Cette première visite au village de ma mère eut pour moi la valeur et le sens d'une initiation: elle m'obligea à me questionner sur l'appartenance et l'identité, sur leur réalité et leurs intermittences, puis à interroger mon lien jusque-là indiscuté avec la vallée tessinoise où j'étais si enraciné qu'il me semblait y être à ma place autant que les pierres du chemin.
Le grand-père du narrateur, né en 1883, a par deux fois quitté son village, Mura, dans la province de Brescia, pour aller dans le canton du Tessin.

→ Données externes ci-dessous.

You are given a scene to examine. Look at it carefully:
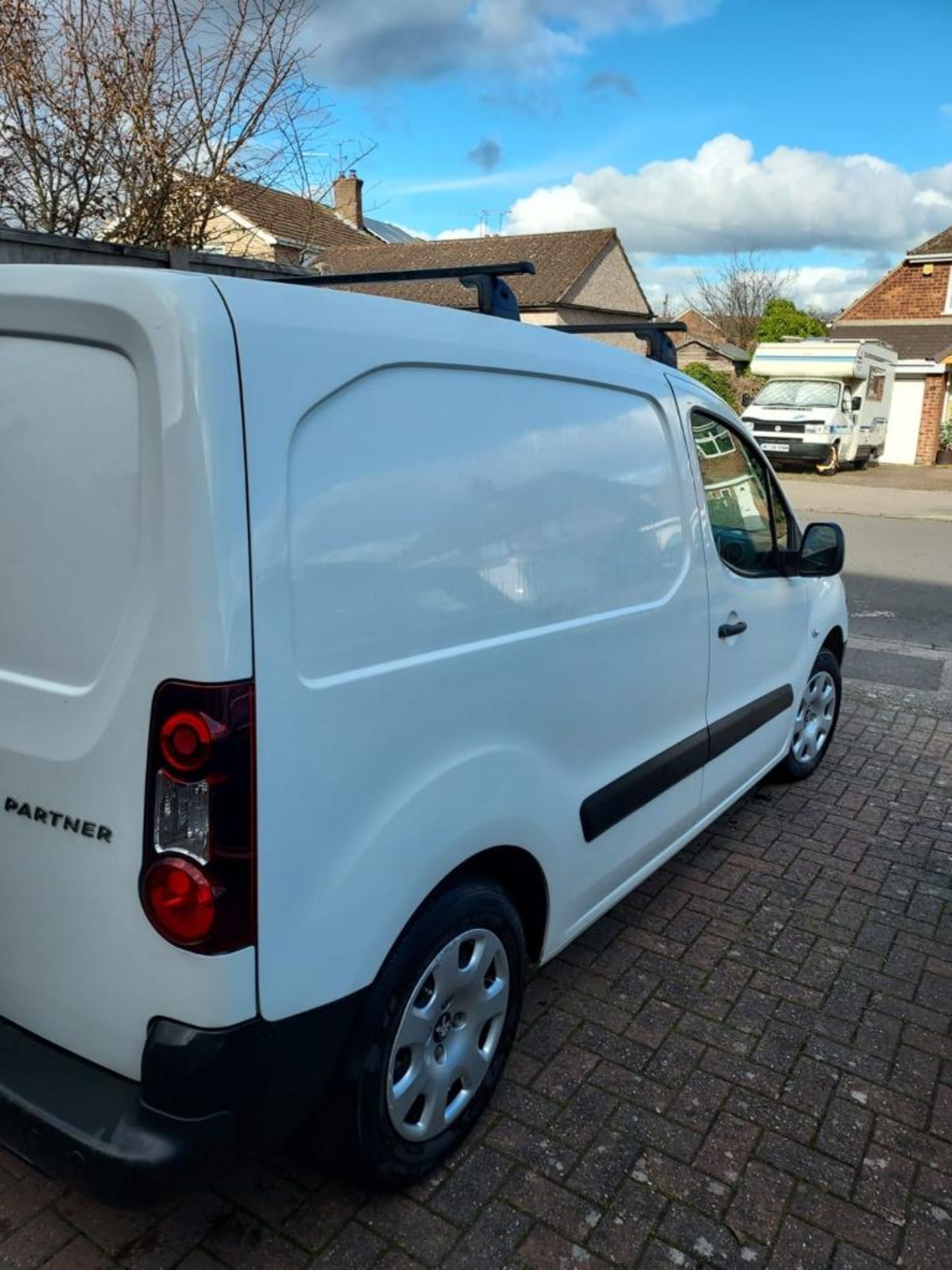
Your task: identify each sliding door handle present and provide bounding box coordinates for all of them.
[717,622,748,639]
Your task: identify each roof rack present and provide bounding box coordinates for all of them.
[548,318,688,370]
[274,261,536,321]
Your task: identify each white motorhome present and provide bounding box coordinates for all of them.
[0,264,847,1203]
[742,339,896,476]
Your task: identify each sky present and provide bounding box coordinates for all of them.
[309,0,952,312]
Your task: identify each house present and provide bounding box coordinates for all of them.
[830,226,952,464]
[675,331,750,374]
[320,229,651,352]
[208,171,403,265]
[672,306,726,344]
[672,308,750,374]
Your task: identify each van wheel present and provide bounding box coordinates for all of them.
[315,879,526,1186]
[816,444,839,476]
[777,649,843,781]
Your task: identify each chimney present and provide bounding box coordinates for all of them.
[334,170,363,230]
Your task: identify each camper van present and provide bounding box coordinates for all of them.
[744,339,896,476]
[0,264,847,1204]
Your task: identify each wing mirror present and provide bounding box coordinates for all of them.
[797,521,847,578]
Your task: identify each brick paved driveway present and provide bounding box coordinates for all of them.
[0,706,952,1270]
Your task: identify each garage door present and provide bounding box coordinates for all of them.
[882,378,926,464]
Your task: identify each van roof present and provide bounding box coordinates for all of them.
[0,264,723,409]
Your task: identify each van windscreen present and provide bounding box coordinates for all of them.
[754,380,840,406]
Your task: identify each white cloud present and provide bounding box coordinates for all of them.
[632,257,887,322]
[309,0,720,85]
[789,263,886,314]
[508,134,952,255]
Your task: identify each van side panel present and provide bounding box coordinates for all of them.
[219,282,708,1019]
[0,265,255,1078]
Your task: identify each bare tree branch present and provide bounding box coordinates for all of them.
[695,251,793,348]
[0,0,342,249]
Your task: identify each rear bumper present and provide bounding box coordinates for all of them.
[0,994,359,1208]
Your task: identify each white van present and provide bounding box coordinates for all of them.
[744,339,896,476]
[0,265,847,1203]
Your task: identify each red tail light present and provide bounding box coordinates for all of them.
[139,681,255,952]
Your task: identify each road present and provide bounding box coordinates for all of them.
[787,495,952,716]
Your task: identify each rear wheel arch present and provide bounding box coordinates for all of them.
[822,626,847,665]
[420,846,549,961]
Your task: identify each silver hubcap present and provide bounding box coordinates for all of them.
[387,929,509,1142]
[792,671,836,763]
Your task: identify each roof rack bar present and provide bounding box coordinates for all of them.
[548,318,688,370]
[274,261,536,321]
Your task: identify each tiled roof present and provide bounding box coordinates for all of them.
[675,331,750,362]
[321,229,618,309]
[226,178,373,250]
[363,216,420,243]
[909,225,952,255]
[830,321,952,362]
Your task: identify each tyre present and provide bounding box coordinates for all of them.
[315,879,526,1186]
[777,649,843,781]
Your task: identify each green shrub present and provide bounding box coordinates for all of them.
[756,300,826,343]
[684,362,738,410]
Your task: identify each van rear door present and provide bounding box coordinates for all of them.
[0,265,255,1077]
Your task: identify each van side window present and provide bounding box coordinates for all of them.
[692,415,789,574]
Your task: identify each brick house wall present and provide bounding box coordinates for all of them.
[832,242,952,464]
[836,261,952,323]
[915,374,945,464]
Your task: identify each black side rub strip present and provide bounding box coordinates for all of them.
[579,683,793,842]
[579,728,709,842]
[707,683,793,763]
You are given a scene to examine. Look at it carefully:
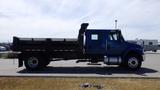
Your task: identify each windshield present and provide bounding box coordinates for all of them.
[109,32,124,41]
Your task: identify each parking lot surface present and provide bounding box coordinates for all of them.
[0,52,160,78]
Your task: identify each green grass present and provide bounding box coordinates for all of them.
[0,77,160,90]
[0,52,18,59]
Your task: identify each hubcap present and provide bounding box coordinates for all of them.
[128,57,138,68]
[28,57,39,68]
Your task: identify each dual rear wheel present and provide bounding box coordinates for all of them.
[120,54,142,71]
[24,56,50,71]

Les deux fois Cecchino a laissé sa femme, Rosa, une enfant trouvée, née en 1886, qu'il a épousée en 1910, pour y travailler, en simple Matlosa:
Il faut dire que dans ce coin, on employait le terme pour désigner toute personne dont on ne pouvait pas retracer la généalogie, et entrait dans la catégorie quiconque venait de plus loin que cinquante kilomètres à la ronde.
La première fois, c'était pendant la Grande Guerre, échappant à la conscription, vraisemblablement en 1916, sans Rosa et leur fils aîné Doro.
La deuxième fois, c'était après la guerre, en 1928, ayant perdu son travail de charbonnier, faute sans doute d'adhérer au régime de Mussolini.
Cette fois-là il était parti avec Doro, Rosa restant avec ses autres enfants, dont Irma, la mère du narrateur, fillette aux longues tresses noires.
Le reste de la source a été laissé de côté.